Olympic boycott only hurts athletes
Letters to the Editor | Tuesday, April 22, 2008
In agreement with the April 18 column by Yue Li and Lili Ji entitled “Olympics symbolize peace,” I believe it is necessary for those protesting the upcoming Olympic Games to evaluate the implications of such an action.
Not only is it correct to say that the Olympics are not about politics, but what many appear to have forgotten is what the Olympic Games are about: the athletes. These individuals have dedicated countless hours to bettering body, mind and soul in aims of participating in this timeless, incredible and (supposedly) uniting experience. Then what happens? Just because the Olympic Games happen to find place in a country whose historical and recent conduct we reject, we throw a fit, forgetting that, although it is true that this event serves as a great opportunity for China to illustrate her character, the vast majority of the Olympics has nothing at all to do with the Chinese.
The eventual outcome – and it’s only getting worse – is that the separation between a government’s foreign policy and its common citizens is horribly perverted. We have wheelchair-bound Chinese paralympian Jin Jing being mauled as she’s wheeled down an avenue in Paris and, while we’re on the subject, world leaders such as French President Nicolas Sarkozy boycotting the opening ceremonies. Is this for real?

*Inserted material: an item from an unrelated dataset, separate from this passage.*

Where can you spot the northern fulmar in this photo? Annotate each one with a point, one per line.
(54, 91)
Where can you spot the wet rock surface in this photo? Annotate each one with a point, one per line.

Of course, boycotting the Olympics is nothing new, as countries have previously refrained from attending when quite convenient, namely in 1965 and 1980. But again, who is losing by our boycotting? Presumably, nation A boycotts nation B to pain nation B such that nation B will now stop doing whatever it is that nation A condemns. Unfortunately the pain is – in some cases literally – on the athletes more than anyone.